I remember my first week in at Meridian, we jumped right into the art of Psychotherapy and I was blown away by that. I deeply value that kind of education because I think it really gets into your bones. When I think about working with individuals, I can’t imagine relying on an education that would do it any other way. I know that the capacities that have been cultivated within me as a result of this experiential, transformational learning have really served my needs personally, and I feel more confident about how I take that into the world and working with clients.
The school’s cohort learning model has deeply affirmed my sense that transformative learning is dependent on community; and the school’s emphasis on cultural leadership has enabled me to bridge my work in organizations with my yearning to support social change. Mary Oliver’s line — ‘One day you finally knew what you had to do, and began’ — applies to me as a result of my experience here. The combination of theory, a learning cohort, and faculty who embody the teachings, created an environment in which I transformed my capacity to experience life and to practice my vocation. I went to ‘great’ schools before this but this is where I truly learned what I needed to live in the world and serve my community.
The Meridian experience was about more than just getting a degree. It was an invitation to explore and connect deeply with what matters most in this world, and to get grounded in the fundamentals of what it means to be alive as a human being. By answering this call to adventure, I found much more than an education. I found myself.
After being an established Marriage and Family Therapist I had a deeper knowing that something was missing. I wanted to do soul work within the context of community. My cohort life at Meridian provided the opportunity for my desires to manifest. The program’s curriculum, which emphasizes expression through ritual, imagination, and creativity within the complexities and challenges of community-making, invited the awakening of my soul. I engaged in relationships in ways I had not known in my family. This experience has opened my heart, freed my spirit, supported my growth, and allowed me to be more effective in my work as a healer.
Take a moment to imagine the most meaningful educational experience possible. Then, like me, imagine embarking on the life changing journey of going to Meridian. Engaging in the educational process at Meridian provided me the invaluable opportunity to enhance my willingness to participate in daily life as both a learner and a teacher.

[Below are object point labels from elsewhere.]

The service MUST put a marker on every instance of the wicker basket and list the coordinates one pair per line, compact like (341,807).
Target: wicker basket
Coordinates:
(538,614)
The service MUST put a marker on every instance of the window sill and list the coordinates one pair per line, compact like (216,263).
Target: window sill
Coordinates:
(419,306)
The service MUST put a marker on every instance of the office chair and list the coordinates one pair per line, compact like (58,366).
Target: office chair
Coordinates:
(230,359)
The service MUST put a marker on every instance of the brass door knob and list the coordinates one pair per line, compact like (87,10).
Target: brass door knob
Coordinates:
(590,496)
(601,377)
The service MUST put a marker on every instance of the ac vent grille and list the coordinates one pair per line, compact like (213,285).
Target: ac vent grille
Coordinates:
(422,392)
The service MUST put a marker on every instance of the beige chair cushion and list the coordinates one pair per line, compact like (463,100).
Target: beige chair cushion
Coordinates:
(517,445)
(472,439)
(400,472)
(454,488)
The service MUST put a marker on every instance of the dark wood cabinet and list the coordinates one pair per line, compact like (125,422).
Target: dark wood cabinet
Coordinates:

In a unique and compelling fashion, Meridian’s staff and faculty mentor students towards developing those capacities necessary to become a powerful and effective psychological practitioner who can serve the larger community with compassion and respect. Embracing Meridian’s encouragement of its students to strive towards cultural leadership in both professional practice and personal life, continues to be a challenging experience fully worth its immeasurable reward.
How I got to Meridian was doing my research and looking for universities that had values I align to…and I think the reason it aligns with why I care about higher education is because I’m very interested in the transformation of higher education. It’s a leadership doctorate that I’m in, and I feel that you’re a leader in your family and in everywhere in the world. I think how I’m showing up is more consistent and aware of others and the community. I’m walking a little softer in the world because of my doctorate work.